Un exemple et une réflexion liés à ce constat :

 

Un exemple : j’ai récemment déjeuné avec un Directeur d’école d’ingénieurs, à qui je confiais ma conviction, que le XXIème siècle serait, sans aucun doute, technologique. En conséquence, orienter nos jeunes vers des écoles d’ingénieurs était un choix légitime.

Il me répondit, qu’au-delà de sa dimension technologique, le siècle serait… incertain. Cela posait des questions quant au contenu de la formation d’ingénieurs qui doit intégrer cette dimension d’incertitude, voire de risque.

 

Sans rentrer dans le détail du cas FINDUS, force est de constater que prévoir qu’un des fournisseurs pouvait contourner le cahier des charges imposé (quel qu’il puisse être) aurait pu faire partie des flèches / outils à ranger automatiquement dans le carquois.

Manager, c’est prévoir…

 

Une réflexion : je ne souhaite pas que cela arrive, mais le risque qu’un consommateur puisse être contaminé par un germe, pollution… ayant transité d’une palette bois vers l’emballage primaire du produit, est loin d’être nul.

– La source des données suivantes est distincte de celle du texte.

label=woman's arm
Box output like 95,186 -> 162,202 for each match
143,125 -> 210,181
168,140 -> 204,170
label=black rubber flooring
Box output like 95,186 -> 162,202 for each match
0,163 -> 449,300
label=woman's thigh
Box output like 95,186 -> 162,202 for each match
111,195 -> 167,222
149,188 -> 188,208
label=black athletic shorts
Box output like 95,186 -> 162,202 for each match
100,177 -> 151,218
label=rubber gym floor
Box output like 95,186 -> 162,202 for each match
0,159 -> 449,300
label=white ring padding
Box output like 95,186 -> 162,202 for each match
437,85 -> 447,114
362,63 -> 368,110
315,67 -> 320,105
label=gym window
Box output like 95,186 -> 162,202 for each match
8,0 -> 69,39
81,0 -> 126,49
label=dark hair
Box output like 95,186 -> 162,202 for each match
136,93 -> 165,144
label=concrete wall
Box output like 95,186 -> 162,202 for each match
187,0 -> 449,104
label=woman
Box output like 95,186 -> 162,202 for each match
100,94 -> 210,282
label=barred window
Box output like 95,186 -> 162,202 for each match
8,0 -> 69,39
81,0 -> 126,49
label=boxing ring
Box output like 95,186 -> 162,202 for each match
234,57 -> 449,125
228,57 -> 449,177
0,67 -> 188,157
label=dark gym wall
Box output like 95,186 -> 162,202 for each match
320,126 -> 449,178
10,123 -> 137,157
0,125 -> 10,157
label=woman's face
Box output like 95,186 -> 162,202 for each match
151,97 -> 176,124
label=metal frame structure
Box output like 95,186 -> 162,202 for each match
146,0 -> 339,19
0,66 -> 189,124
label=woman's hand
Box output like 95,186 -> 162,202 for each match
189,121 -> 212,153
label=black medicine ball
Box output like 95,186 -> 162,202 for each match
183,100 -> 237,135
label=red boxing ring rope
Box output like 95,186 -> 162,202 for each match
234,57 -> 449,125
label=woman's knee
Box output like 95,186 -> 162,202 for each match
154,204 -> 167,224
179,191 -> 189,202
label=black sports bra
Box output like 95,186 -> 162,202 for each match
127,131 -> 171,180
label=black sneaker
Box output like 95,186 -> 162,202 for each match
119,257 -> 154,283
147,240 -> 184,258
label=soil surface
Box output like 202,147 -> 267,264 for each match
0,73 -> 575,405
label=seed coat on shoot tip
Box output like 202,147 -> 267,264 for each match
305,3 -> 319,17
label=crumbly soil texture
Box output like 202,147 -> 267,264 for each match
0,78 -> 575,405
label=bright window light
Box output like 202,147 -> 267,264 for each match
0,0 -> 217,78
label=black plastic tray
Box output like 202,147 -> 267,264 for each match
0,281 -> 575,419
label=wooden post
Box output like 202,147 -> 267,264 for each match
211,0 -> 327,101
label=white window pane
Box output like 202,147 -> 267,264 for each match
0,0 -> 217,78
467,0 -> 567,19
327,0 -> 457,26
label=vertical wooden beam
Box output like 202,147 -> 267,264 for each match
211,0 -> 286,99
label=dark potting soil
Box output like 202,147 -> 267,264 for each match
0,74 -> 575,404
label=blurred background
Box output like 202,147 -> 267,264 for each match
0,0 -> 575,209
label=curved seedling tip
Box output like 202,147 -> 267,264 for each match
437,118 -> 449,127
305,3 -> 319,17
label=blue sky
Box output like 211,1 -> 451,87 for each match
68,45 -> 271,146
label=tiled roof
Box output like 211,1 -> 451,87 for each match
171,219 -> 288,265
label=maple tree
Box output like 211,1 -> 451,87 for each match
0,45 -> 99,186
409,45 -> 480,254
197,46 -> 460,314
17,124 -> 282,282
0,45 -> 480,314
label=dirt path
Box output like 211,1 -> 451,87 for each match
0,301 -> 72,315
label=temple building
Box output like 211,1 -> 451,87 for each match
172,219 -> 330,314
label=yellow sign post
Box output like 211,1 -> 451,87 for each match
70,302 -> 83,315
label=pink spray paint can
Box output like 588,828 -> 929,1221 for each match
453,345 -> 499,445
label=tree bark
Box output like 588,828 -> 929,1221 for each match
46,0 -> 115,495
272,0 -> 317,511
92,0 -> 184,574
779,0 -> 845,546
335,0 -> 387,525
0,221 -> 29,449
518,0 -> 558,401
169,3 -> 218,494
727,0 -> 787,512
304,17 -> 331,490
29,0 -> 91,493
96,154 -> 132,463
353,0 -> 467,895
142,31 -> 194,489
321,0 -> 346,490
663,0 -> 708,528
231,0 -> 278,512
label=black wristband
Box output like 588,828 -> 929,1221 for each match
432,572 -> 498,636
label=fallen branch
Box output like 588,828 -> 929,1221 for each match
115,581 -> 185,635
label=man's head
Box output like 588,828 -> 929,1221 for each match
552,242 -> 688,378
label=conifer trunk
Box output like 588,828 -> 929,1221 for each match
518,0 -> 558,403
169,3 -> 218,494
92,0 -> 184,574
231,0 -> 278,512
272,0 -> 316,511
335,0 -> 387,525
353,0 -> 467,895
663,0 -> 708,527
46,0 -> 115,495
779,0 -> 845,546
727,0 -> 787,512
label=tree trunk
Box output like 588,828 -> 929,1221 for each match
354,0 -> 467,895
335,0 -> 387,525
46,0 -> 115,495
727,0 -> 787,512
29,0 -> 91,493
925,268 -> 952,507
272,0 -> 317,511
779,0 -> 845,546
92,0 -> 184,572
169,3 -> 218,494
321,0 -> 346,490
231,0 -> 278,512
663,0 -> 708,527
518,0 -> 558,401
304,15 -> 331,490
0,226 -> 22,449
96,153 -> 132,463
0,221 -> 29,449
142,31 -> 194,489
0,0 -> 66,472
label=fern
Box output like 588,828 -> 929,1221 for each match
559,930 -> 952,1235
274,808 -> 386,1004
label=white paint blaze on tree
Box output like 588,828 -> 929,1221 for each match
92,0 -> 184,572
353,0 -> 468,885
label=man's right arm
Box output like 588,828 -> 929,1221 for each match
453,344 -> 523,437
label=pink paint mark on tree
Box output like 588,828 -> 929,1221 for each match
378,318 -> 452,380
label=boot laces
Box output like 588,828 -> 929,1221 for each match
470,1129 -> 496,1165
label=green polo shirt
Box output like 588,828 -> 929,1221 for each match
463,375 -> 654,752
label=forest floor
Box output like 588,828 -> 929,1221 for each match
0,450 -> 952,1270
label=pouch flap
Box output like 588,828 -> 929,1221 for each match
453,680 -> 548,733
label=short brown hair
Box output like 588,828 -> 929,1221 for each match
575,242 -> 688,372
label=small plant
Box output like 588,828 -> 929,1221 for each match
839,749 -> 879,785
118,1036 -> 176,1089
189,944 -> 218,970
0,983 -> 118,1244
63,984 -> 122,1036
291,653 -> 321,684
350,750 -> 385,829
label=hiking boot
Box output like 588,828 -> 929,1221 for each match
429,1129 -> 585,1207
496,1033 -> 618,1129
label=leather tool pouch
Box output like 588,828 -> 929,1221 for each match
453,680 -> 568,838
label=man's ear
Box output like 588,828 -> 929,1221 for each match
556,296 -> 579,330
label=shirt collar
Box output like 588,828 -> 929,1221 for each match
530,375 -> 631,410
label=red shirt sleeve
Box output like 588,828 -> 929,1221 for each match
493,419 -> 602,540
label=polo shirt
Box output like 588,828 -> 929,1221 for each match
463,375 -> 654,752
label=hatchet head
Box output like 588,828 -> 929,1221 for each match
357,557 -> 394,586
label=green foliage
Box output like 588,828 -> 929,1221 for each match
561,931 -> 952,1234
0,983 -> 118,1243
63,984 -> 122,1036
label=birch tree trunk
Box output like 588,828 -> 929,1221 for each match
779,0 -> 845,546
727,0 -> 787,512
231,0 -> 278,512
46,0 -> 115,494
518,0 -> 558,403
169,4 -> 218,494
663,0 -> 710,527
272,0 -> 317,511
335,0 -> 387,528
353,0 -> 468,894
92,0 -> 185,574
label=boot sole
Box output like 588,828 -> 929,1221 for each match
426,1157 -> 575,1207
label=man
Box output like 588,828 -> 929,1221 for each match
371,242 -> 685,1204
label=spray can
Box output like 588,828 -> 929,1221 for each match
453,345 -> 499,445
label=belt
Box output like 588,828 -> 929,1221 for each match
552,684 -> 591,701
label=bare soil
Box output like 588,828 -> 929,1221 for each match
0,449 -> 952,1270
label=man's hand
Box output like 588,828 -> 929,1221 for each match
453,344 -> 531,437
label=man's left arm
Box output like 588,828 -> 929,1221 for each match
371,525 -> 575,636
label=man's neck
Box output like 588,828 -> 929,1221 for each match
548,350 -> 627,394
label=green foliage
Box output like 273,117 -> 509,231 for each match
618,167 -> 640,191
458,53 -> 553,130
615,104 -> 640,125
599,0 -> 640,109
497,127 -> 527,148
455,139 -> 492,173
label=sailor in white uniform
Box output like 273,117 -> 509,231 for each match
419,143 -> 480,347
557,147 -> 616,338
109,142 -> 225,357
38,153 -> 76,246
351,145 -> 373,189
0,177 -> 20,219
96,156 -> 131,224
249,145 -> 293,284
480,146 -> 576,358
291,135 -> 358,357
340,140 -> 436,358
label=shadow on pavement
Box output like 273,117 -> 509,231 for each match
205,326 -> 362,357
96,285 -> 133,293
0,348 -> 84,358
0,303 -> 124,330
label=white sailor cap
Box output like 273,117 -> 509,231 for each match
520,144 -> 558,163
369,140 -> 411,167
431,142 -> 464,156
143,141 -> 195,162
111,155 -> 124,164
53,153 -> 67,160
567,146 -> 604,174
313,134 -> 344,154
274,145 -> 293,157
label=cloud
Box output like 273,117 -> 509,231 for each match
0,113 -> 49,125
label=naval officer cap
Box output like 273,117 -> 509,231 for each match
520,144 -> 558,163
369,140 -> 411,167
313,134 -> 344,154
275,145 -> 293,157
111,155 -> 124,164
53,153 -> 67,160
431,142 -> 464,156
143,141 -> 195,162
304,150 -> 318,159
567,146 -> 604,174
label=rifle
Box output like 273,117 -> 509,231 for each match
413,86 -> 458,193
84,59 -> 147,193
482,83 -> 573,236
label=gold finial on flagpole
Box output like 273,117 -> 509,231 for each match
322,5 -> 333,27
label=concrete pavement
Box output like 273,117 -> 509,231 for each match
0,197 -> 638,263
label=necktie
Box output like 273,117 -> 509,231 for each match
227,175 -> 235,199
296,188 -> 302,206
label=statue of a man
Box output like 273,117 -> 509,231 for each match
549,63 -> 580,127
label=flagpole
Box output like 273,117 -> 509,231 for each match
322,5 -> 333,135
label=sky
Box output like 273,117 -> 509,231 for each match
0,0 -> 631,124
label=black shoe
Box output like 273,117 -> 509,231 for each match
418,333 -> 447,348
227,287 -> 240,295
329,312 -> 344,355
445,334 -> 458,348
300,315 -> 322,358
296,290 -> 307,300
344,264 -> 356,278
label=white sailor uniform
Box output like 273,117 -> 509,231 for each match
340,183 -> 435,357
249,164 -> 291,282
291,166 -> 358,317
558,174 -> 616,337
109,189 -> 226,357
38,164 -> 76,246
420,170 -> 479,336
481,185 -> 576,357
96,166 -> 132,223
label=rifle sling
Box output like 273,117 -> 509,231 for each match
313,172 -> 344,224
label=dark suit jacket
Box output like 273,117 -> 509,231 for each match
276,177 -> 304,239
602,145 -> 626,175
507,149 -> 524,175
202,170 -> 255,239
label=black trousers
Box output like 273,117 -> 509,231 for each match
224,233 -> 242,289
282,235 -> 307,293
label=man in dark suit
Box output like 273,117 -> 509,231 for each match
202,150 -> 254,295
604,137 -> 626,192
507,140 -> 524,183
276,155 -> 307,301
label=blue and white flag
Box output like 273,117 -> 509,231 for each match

La sensibilité du consommateur à un tel incident est extrême, et ne va aller que croissant dans les années qui viennent, nos sociétés exigeant que l’industrie protège le consommateur contre toute forme de risque alimentaire.

L’image de la marque est en danger : rappelez-vous le cas du benzène chez PERRIER, celui de COCA avec une palette ayant contaminé une canette.

Nous verrons dans les mois qui viennent l’impact de l’affaire «  cheval » sur le C.A. de FINDUS.

 

Imaginons le pire, et nous serons sauvés…

 

Surtout quand il existe des solutions sur le marché, qui vous feront passer pour un sauveur et visionnaire… et ce n’est pas incompatible !

 

Bon courage !

A Vendredi.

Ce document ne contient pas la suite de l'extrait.